The country raised its security alert to the maximum level after Nice attack on Oct. 29.

Vatican inquiry keys on abuse reporting

WARSAW, Poland -- The Vatican has ordered an investigation into allegations that a now-retired archbishop in Poland was negligent in investigating reports of sex abuse of minors by priests in his Gdansk archdiocese.

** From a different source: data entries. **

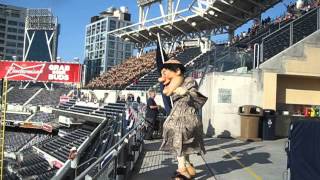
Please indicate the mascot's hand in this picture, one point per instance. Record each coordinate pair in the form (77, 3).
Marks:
(181, 91)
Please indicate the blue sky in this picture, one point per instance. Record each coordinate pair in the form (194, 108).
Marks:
(73, 15)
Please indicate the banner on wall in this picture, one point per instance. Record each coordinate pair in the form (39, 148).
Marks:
(40, 71)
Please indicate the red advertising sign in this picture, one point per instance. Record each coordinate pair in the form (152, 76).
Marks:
(47, 127)
(40, 71)
(64, 99)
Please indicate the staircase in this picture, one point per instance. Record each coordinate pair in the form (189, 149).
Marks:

The Vatican Embassy in predominantly Roman Catholic Poland said the archbishop of Warsaw had been assigned to conduct the inquiry and that the preliminary investigation into Archbishop Slawoj Leszek Glodz has been completed.

The embassy provided no details about the outcome in a statement issued this week.

Pope Francis accepted Glodz's resignation on his 75th birthday in August, a sign he was taking the allegations against the archbishop seriously. Glodz, who had also served as the chief chaplain of Poland's armed force, denies any negligence.

Abuse survivors included Glodz in a report identifying two dozen current and retired Polish bishops accused of protecting predator priests. The report was delivered to Francis on the eve of his 2019 global abuse prevention summit at the Vatican.